Captivating Visualization Power of lets-plot
Hi, fellow data enthusiasts! Today, we’re setting sail on a delightful journey to explore the world of data visualization with lets-plot Python package, a captivating gem, by JetBrains, inspired by the legendary ggplot2 from the R universe. If you’re tired of bland and dull plots that make you yawn louder than a bear in hibernation, fear not! lets-plot is here to save the day with its elegance, versatility, and charm. So, hoist your Python flags high and let’s embark on this hands-on adventure!
tl;dr
Check out the Bonus section!
Setting Sail with lets-plot
The beauty of lets-plot lies in its simplicity. To get started, ensure you have lets-plot and pandas
installed:
pip install lets-plot pandas
Then, import them:
import pandas as pd
from lets_plot import *
LetsPlot.setup_html()
With lets-plot and pandas on board, we’re ready to work our magic on visualizations!
Data Preparation
Before we dazzle our eyes with mesmerizing plots, we need some data to play with. In the first part of this tutorial, we’ll use a swashbuckling dataset of pirates and their treasure loots (available here). To import the data, we’ll rely on the trusty pandas library:
# Load the dataset
df = pd.read_csv("data/pirate.csv")
df
ship_name | ship_type | age | plunder | |
---|---|---|---|---|
0 | Blackbeard's Revenge | Galleon | 32 | 50000 |
1 | The Salty Sea Serpent | Frigate | 28 | 42000 |
2 | The Crimson Corsair | Sloop | 24 | 30000 |
3 | Calico Jack's Jewel | Galleon | 36 | 65000 |
4 | The Jolly Roger | Frigate | 22 | 38000 |
5 | The Sea Serpent | Sloop | 27 | 32000 |
6 | Captain Hook's Revenge | Galleon | 40 | 70000 |
7 | The Flying Dutchman | Frigate | 35 | 48000 |
8 | The Shadow Shark | Sloop | 30 | 35000 |
Basic Plotting
Behold the simplicity of lets-plot!
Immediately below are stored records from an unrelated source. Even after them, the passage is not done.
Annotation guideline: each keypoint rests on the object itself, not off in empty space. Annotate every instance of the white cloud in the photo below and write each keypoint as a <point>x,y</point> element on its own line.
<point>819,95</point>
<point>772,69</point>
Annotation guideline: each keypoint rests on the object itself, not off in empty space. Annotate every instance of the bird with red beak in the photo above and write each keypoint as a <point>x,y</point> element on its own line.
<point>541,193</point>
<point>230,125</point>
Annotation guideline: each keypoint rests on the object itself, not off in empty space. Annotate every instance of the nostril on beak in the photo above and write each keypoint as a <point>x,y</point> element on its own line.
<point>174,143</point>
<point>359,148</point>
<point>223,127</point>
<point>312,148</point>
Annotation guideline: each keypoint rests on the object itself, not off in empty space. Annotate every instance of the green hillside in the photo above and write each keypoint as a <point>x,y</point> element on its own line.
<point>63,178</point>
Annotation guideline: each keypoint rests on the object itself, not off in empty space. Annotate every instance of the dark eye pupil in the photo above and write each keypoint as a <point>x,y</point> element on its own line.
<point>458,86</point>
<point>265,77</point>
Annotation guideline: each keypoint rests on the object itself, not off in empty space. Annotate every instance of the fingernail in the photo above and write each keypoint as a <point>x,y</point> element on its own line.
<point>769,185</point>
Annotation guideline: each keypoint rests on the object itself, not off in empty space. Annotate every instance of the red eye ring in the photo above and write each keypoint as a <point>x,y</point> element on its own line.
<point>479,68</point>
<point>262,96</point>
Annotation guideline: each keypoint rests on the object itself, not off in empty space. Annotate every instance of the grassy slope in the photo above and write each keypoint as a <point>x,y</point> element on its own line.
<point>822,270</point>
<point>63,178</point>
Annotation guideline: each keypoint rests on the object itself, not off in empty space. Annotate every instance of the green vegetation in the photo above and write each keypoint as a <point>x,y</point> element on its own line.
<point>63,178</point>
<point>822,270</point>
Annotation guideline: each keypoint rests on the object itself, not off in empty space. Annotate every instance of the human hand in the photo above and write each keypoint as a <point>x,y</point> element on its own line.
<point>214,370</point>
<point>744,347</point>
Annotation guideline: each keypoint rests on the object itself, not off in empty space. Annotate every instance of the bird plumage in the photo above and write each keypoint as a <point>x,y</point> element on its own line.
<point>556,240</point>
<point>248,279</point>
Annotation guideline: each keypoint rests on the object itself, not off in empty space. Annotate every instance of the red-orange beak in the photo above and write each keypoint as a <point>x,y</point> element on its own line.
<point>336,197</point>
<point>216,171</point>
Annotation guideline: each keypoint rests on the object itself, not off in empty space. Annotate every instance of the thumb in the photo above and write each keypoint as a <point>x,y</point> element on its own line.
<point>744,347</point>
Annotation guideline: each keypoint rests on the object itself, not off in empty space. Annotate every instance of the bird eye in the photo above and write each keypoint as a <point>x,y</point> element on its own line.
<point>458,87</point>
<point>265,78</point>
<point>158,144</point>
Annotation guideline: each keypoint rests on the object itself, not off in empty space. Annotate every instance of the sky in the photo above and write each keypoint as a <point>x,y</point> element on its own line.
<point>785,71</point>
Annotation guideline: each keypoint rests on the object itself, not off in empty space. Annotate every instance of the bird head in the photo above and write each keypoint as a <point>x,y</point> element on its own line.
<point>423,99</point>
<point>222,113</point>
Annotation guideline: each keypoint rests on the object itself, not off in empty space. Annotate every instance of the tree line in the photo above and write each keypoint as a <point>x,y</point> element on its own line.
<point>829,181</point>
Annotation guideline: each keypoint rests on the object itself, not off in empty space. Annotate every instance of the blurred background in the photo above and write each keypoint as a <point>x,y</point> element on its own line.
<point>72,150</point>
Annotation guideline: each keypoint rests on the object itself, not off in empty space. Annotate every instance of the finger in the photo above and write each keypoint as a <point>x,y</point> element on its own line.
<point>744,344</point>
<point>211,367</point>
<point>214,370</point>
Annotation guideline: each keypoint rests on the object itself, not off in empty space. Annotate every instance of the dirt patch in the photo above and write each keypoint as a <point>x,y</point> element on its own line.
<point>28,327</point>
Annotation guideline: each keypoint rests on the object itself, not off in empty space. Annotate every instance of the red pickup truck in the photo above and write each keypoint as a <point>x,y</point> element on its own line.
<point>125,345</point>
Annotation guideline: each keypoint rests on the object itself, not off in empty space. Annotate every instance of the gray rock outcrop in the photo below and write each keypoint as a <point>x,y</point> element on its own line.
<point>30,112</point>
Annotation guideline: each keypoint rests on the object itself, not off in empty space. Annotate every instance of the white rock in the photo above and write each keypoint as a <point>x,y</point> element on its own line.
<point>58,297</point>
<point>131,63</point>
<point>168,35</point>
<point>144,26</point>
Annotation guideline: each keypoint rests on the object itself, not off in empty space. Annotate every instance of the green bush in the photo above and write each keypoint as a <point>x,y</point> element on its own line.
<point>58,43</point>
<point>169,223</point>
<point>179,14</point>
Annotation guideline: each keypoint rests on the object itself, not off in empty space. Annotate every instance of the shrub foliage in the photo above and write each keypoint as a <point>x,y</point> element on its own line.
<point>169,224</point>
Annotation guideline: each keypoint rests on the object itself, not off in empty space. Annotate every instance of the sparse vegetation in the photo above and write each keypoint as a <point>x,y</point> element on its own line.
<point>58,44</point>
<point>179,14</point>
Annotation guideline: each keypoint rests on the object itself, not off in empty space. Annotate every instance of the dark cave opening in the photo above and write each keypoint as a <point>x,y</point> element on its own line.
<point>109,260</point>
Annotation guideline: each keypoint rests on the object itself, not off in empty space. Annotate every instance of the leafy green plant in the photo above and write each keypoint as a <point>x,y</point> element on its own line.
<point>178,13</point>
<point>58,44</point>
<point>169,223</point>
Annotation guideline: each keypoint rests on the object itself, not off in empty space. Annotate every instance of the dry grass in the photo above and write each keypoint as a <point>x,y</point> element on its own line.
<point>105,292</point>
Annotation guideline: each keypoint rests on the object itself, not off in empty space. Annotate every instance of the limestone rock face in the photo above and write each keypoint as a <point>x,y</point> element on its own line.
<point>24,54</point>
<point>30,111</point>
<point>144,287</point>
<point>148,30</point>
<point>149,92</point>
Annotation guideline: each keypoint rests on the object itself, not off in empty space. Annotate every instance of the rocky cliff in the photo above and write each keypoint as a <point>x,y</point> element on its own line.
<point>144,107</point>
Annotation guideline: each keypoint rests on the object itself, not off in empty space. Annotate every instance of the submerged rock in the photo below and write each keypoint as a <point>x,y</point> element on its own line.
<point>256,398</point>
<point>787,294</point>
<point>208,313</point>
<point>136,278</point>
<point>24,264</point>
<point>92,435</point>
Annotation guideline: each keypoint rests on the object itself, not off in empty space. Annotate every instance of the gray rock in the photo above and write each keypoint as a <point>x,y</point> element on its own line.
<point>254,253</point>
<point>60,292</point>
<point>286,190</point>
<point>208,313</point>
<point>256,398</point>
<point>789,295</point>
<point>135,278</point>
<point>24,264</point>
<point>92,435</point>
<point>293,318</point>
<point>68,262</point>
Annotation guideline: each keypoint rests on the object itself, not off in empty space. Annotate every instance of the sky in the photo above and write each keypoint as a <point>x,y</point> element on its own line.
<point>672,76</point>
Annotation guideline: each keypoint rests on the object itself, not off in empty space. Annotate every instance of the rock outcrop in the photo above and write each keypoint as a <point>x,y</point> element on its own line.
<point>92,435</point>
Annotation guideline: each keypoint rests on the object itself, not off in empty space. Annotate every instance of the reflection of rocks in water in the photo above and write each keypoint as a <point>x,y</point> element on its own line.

Creating stunning plots is a piece of cake. Let’s start with a scatter plot to visualize the relationship between the pirates’ plunder and their age:
# A basic scatter plot
p = ggplot(df) + geom_point(aes(x="age", y="plunder"))
# Show the plot
p.show()
Customizing the Plot
Our plot might be functional, but it needs some flair, a touch of customization to make it truly memorable. Let’s spice things up with a pirate-worthy title, axes labels, and some eye-catching aesthetics:
# Customizing the plot with labels and colors
p = (
ggplot(df)
+ geom_point(aes(x="age", y="plunder", color="ship_name"), size=5)
+ labs(
title="Pirate Plunder vs. Age",
x="Age of Pirate",
y="Plunder Amount",
color="Ship Name",
)
+ theme_bw()
+ theme(text=element_text(family="Helvetica"))
)
# Show the upgraded plot
p.show()
Faceting
Want to create a series of plots for different ship types? Faceting is the answer! Check out this neat trick:
# Faceting the plot by ship type
p = (
ggplot(df)
+ geom_point(aes(x="age", y="plunder", color="ship_name"), size=5)
+ labs(
title="Pirate Plunder vs. Age",
x="Age of Pirate",
y="Plunder Amount",
color="Ship Name",
)
+ facet_wrap("ship_type", ncol=3)
+ theme_bw()
+ theme(text=element_text(family="Helvetica"))
)
# Show the faceted plot
p.show()
A Dash of Bar Charts
Now, it’s time to delve into bar charts. Let’s visualize the average plunder by each ship type:
# Data
df_bar = df[["ship_type", "plunder"]].groupby("ship_type").mean().reset_index()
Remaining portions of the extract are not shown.